No primeiro semestre deste ano, o número de focos de incêndios florestais subiu 40% em relação ao mesmo período do ano passado. Os dados foram divulgados pelo Instituto Nacional de Pesquisas Espaciais (Inpe). Até 21 de setembro, foram identificados 120.896 focos.
A estiagem prolongada dos últimos dois anos, provocada pelo fenômeno El Niño, caracterizado pelo aquecimento anormal das águas superficiais do Oceano Pacífico, deixou a vegetação mais suscetível a incêndios. Um solo com baixa concentração de água faz com que a vegetação fique cada vez mais seca e morra, transformando-se em combustível para as chamas.
Entretanto, “mais de 90% dos incêndios têm ação humana”, destaca o chefe do Centro Nacional de Prevenção e Combate aos Incêndios Florestais (Prevfogo), Gabriel Zacharias. “Temos o caso do produtor que faz uma queimada no fundo do quintal e perde o controle do fogo, provocando incêndio gigantesco. E existem os incêndios dolosos, em áreas de conflito ou em florestas que serão transformadas em pasto."

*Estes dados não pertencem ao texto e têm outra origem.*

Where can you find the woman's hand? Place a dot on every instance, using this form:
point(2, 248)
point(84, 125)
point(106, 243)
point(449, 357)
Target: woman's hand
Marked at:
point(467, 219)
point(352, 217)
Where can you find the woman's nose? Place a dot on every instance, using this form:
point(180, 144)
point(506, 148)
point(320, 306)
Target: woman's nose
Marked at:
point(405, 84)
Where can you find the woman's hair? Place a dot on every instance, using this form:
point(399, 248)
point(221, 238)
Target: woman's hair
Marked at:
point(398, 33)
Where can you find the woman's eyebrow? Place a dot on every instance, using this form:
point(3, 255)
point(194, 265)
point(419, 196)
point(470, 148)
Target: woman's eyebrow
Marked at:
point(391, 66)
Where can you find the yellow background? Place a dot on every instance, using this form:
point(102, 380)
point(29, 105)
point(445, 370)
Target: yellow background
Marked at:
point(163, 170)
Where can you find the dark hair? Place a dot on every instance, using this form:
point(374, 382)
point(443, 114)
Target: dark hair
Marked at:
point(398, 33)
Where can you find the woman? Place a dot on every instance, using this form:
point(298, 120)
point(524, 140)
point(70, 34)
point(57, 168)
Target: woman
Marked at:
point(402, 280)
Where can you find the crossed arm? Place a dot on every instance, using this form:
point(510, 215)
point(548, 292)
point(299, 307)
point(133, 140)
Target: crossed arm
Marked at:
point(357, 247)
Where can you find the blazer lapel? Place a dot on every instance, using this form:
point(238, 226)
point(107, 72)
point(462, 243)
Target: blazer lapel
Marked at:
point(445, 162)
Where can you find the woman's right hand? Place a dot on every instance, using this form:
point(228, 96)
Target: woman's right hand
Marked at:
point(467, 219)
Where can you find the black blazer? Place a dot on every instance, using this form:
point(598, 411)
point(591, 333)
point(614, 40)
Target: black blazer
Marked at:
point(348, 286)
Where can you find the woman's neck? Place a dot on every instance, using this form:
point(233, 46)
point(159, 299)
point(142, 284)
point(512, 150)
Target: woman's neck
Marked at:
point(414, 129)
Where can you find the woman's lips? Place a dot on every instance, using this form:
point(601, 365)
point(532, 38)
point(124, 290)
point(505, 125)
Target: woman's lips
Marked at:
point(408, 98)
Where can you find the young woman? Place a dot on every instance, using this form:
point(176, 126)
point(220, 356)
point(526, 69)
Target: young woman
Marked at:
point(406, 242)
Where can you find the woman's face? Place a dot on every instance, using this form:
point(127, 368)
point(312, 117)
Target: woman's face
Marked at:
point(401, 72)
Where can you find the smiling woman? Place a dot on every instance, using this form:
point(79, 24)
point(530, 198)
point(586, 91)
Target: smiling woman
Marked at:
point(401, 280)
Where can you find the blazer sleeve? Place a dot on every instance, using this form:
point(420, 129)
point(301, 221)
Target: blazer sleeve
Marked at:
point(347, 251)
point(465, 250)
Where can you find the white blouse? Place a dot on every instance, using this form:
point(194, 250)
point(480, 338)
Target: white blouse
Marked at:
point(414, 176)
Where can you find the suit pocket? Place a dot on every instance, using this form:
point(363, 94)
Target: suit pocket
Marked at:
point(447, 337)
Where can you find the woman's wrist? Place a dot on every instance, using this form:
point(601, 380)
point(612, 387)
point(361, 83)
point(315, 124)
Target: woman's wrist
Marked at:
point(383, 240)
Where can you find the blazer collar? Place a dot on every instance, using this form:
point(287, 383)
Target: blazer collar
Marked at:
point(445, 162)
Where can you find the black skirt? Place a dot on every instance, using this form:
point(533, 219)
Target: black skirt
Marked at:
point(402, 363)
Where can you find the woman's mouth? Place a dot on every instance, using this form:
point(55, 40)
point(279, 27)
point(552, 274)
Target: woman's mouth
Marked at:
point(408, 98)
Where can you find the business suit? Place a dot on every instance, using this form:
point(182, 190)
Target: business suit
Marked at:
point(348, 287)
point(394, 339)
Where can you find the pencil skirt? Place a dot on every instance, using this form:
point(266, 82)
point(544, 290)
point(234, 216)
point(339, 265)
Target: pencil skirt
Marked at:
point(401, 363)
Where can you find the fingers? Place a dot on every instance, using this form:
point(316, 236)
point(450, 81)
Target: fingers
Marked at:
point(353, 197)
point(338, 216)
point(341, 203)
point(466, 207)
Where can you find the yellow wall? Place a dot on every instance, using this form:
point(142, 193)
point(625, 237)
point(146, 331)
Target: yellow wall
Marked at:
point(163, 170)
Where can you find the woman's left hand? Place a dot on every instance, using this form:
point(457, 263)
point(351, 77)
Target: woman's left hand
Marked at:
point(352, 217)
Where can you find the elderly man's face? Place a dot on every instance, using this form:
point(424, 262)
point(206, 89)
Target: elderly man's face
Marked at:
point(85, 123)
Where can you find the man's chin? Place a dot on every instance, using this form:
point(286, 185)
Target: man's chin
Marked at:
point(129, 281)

Período crítico - O Ministério do Meio Ambiente (MMA) alerta para o alto risco de queimadas e incêndios florestais de setembro a novembro. Nesse período, considerado crítico pelos especialistas, as áreas mais suscetíveis ao fogo podem ser ampliadas em razão da estiagem no sul da Amazônia e nas Regiões Centro-Oeste, Sudeste e Nordeste. Fonte: Portal Brasil.